The inevitability of Indian unity by Sri Aurobindo

But the most striking example in history is the evolution of

India. Nowhere else have the centrifugal forces been so strong,

numerous, complex, obstinate. The mere time taken by the evolution

has been prodigious; the disastrous vicissitudes through

which it has had to work itself out have been appalling. And

yet through it all the inevitable tendency has worked constantly,

pertinaciously, with the dull, obscure, indomitable, relentless

obstinacy of Nature when she is opposed in her instinctive purposes

by man, and finally, after a struggle enduring through

millenniums, has triumphed. And, as usually happens when she

is thus opposed by her own mental and human material, it is the

most adverse circumstances that the subconscious worker has

turned into her most successful instruments. The beginnings of

the centripetal tendency in India go back to the earliest times

of which we have record and are typified in the ideal of the

Samrat or Chakravarti Raja and the military and political use of

the Aswamedha and Rajasuya sacrifices. The two great national

epics might almost have been written to illustrate this theme; for

the one recounts the establishment of a unifying dharmar¯ ajya

or imperial reign of justice, the other starts with an idealised

description of such a rule pictured as once existing in the ancient

and sacred past of the country. The political history of India is

the story of a succession of empires, indigenous and foreign, each

of them destroyed by centrifugal forces, but each bringing the

centripetal tendency nearer to its triumphant emergence. And it

is a significant circumstance that the more foreign the rule, the

greater has been its force for the unification of the subject people.

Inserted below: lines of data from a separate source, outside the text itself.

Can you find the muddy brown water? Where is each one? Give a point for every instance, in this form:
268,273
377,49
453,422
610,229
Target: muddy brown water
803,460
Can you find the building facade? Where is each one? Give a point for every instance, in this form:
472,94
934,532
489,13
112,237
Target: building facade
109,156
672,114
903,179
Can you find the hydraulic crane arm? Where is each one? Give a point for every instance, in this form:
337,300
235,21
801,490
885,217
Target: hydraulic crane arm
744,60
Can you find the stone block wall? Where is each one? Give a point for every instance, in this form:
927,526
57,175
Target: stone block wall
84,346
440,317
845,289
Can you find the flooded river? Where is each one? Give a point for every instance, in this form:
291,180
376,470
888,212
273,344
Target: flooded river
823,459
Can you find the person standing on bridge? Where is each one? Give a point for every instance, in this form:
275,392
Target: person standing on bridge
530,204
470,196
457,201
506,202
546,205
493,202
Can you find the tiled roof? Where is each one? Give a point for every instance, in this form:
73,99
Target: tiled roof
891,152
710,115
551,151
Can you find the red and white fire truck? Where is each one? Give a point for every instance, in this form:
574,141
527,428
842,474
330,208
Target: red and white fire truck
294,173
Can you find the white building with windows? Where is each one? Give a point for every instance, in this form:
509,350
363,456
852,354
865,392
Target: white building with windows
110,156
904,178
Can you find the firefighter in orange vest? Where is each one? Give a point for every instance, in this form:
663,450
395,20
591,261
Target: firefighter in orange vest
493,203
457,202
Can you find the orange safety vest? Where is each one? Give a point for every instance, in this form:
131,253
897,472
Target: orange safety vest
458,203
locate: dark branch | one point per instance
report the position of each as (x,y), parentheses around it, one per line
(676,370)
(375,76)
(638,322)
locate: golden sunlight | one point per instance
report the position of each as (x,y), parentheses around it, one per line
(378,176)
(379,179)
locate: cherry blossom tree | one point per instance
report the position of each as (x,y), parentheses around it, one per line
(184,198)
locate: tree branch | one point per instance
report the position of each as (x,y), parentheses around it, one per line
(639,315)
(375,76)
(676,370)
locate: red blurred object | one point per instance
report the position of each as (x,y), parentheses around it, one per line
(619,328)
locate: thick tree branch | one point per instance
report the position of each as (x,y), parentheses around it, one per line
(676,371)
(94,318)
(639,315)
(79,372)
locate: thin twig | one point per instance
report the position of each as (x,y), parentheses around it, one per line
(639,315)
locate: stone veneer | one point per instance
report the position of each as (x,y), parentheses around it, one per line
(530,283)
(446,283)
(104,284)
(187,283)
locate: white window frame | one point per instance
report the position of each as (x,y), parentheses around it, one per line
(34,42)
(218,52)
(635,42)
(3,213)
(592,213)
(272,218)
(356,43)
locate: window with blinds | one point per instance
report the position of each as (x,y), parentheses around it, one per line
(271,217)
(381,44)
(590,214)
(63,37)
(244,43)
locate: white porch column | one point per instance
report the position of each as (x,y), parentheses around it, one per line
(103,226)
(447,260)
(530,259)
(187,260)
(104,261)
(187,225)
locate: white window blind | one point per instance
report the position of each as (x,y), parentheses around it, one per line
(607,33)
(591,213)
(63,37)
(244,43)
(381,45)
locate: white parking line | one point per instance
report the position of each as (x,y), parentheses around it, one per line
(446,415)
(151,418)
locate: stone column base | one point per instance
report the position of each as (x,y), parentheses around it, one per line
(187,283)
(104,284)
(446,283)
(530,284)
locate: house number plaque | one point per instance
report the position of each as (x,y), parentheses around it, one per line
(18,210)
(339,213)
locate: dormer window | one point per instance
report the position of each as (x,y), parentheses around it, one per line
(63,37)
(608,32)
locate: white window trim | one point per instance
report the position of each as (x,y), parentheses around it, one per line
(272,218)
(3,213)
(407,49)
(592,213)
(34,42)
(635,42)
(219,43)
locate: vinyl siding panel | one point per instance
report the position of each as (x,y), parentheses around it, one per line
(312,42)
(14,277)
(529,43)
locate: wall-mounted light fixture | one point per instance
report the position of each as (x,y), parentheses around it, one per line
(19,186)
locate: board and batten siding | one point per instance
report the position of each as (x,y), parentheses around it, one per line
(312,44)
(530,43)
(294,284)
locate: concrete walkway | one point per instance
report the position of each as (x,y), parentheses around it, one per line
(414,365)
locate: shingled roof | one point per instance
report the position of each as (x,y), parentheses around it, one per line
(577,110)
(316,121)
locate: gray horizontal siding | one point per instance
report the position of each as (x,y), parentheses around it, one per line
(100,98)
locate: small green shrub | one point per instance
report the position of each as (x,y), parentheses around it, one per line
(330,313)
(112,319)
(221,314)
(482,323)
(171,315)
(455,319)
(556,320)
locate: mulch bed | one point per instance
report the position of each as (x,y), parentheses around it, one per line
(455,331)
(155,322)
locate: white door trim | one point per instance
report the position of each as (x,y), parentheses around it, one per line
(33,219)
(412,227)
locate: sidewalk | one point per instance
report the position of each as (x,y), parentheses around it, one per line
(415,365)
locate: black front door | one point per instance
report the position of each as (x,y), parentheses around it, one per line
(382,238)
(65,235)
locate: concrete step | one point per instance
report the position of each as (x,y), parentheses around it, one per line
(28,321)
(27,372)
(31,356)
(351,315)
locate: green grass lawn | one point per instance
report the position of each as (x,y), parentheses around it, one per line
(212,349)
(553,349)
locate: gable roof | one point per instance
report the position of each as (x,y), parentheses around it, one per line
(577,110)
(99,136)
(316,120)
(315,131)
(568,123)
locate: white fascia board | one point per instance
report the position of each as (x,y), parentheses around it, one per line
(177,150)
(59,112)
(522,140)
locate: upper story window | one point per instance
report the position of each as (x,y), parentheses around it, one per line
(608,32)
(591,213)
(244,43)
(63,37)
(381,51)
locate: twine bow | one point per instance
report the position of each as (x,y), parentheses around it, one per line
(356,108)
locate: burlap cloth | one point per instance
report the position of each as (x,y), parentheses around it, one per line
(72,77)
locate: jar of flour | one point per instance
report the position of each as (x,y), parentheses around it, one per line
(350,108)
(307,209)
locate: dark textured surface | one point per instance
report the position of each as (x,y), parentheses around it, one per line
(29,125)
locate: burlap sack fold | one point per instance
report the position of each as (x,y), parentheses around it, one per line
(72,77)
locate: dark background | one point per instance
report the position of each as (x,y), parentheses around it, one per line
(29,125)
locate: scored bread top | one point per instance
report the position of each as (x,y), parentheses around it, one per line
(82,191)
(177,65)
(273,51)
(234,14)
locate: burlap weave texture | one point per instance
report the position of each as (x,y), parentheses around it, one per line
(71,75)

This is always a sure sign that the essential nation-unit is already

there and that there is an indissoluble national vitality necessitating

the inevitable emergence of the organised nation. In this

instance, we see that the conversion of the psychological unity

on which nationhood is based into the external organised unity

by which it is perfectly realised, has taken a period of more than

two thousand years and is not yet complete. And yet, since the

essentiality of the thing was there, not even the most formidable

difficulties and delays, not even the most persistent incapacity

for union in the people, not even the most disintegrating shocks

from outside have prevailed against the obstinate subconscious

necessity. And this is only the extreme illustration of a general law.